「愛すべきポンコツ」は嘘だった

カン十郎の裏切り

 

ONE PIECE
ONE PIECE【Getty Images】

 2018年から2022年まで、4年の長きにわたって連載されたワノ国編。ルフィたち「最悪の世代」の3人が、海賊の頂点に君臨する四皇2人に立ち向かう様子に、胸を熱くした読者も多いことだろう。

 さて、そんなワノ国編は、サムライや忍者、ヤクザといった個性豊かなキャラクターが次々と登場した章としても知られている。中でも印象的なキャラクターが、ワノ国のかつての家臣団である赤鞘九人男の1人、”夕立ちの”カン十郎だ。

 カン十郎は、ワノ国編の中心的人物である錦えもんの唯一無二の親友。絵を実体化させられる「フデフデの実」の能力者で、当初は、巨大な毛筆を駆使して戦うものの絵が下手すぎて役に立たないという「愛すべきポンコツキャラ」として描かれていた。

 しかし、ワノ国編の途中、彼は重大な秘密を打ち明ける。それは、自分が敵の黒炭オロチから送り込まれたスパイであり、かつて殺されたワノ国の将軍、光月おでんの死にも関与していたというあまりにも酷い事実だった。

 加えて、「絵が下手」という設定も彼の演技だったことが判明。打ち明けた直後に、実物と見まごうような見事な鶴を描き、1人ボスであるオロチたちが待つ鬼ヶ島へ飛び立っていった。

 しかし、初登場時からすでに伏線が張られていた。例えばカン十郎が絵を描く際の筆の持ち手。本性を現す前のシーンでは、食事などで右手を使用しているのに対し、絵を描く時には左手を使用している。つまり、あえて利き手でない方の手で絵を描いたことが分かるのだ。

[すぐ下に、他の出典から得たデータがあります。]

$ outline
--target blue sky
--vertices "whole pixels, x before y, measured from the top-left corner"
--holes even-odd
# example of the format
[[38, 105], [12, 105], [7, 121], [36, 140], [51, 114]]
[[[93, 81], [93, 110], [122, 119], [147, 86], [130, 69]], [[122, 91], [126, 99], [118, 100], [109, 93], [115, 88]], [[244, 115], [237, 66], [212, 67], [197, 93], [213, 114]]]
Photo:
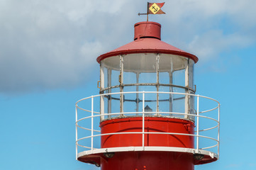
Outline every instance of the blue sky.
[[[0, 169], [96, 169], [75, 160], [74, 103], [98, 94], [96, 57], [133, 40], [146, 2], [0, 0]], [[221, 104], [220, 160], [196, 169], [256, 168], [255, 7], [173, 0], [150, 16], [199, 57], [197, 94]]]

 カン十郎の好物が「ちしゃ(レタス)」であるという点も注目すべきヒントだろう。「ちしゃ」というと、落語好きなら古典落語の「ちしゃ医者(夏の医者)」を思い出す方も多いだろうが、「ちしゃ」の花言葉は実は「冷酷な人」で、カン十郎の本性を表している。

 また、二つ名の「夕立ち」もヒントになっていた。作者の尾田栄一郎は質問コーナーSBSで、カン十郎の二つ名である「夕立ち」について、「血の雨を降らせる」という意味があると語っている。また、深読みすれば「夕立ち」とは夏の午後に降る激しい雨を指す。「光」も「月」もない空から降るということを考えると、ワノ国の将軍家である「光月」家を裏切った存在としてこれ以上ない異名だったはずなのだ。

 そんなカン十郎、最後は『黒炭心中』なる絵を描いて絶命している。親友を数十年騙した千両役者には似つかわしくないあまりにもあっけなく哀しい最期だった。